THE latest independent study from SEA-LNG confirms that liquefied natural gas delivers a strong return on investment for Capesize bulkers on the Australlia to China trade route, specifically a newbuild 210K DWT ore carrier.

The study illustrates strong returns on investment for LNG as a marine fuel on a net present value (NPV) basis over a conservative 10-year horizon. The modelling analysis is bolstered by payback periods of 2-4 years for the newbuild Capesize on this major ore trade corridor.

Commenting on the study Peter Keller, chairman, SEA-LNG, said, “The impressive results of this latest installment in our investment case series further underlines LNG’s position as a financially sound investment for deep-sea vessels, across a range of vessel specifications.

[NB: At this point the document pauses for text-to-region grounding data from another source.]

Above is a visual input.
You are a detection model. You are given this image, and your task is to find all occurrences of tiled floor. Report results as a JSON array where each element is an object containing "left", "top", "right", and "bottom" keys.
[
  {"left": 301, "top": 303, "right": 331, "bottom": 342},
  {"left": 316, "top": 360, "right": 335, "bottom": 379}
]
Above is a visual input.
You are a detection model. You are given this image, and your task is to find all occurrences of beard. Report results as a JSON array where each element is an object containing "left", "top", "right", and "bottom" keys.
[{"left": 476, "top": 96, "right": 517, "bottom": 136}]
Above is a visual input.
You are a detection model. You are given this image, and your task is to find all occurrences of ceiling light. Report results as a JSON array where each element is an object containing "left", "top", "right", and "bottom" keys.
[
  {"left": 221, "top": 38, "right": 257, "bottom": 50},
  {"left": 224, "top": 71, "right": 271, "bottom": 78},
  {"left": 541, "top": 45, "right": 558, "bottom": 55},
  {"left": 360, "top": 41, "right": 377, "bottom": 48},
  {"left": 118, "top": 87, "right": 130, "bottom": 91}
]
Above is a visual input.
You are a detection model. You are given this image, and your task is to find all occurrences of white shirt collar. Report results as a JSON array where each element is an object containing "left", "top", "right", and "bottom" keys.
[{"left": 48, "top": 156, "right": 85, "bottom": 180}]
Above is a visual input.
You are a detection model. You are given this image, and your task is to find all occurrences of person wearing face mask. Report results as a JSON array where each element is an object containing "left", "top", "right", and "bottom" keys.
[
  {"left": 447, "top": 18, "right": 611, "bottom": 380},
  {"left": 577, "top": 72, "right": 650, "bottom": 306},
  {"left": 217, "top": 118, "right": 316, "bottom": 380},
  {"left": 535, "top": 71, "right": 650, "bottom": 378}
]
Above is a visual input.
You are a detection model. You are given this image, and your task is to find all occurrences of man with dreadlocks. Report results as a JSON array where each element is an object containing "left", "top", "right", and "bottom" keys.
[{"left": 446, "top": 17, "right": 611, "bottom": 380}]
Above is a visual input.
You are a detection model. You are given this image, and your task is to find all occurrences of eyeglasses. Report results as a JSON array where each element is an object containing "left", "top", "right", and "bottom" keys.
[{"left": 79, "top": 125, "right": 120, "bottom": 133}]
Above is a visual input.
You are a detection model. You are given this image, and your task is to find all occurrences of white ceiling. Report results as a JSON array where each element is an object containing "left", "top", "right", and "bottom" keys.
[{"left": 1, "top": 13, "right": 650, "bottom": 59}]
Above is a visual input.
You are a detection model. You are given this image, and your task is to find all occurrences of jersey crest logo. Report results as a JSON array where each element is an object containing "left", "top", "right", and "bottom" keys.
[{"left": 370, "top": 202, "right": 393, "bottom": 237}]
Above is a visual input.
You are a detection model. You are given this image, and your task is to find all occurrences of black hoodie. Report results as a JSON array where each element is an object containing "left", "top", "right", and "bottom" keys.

“Building up a robust foundation of leading knowledge, credible data, and proven understanding, is a core pillar of SEA-LNG’s mission to support shipowners and operators through the complex investment decision matrix they face in ensuring their vessels are compliant for both current and future legislation.


 “All our studies prove LNG to be a safe, mature, and commercially viable marine fuel offering compelling returns on investment, superior local emissions performance, significant Greenhouse Gas reduction benefits, and a pragmatic pathway to a zero-emissions shipping industry.”

This study was designed to provide greater clarity for those investing in LNG as a marine fuel for large bulk vessels.

SEA-LNG commissioned the study as the fourth in a series of investment evaluations by simulation and analytics experts Opsiana.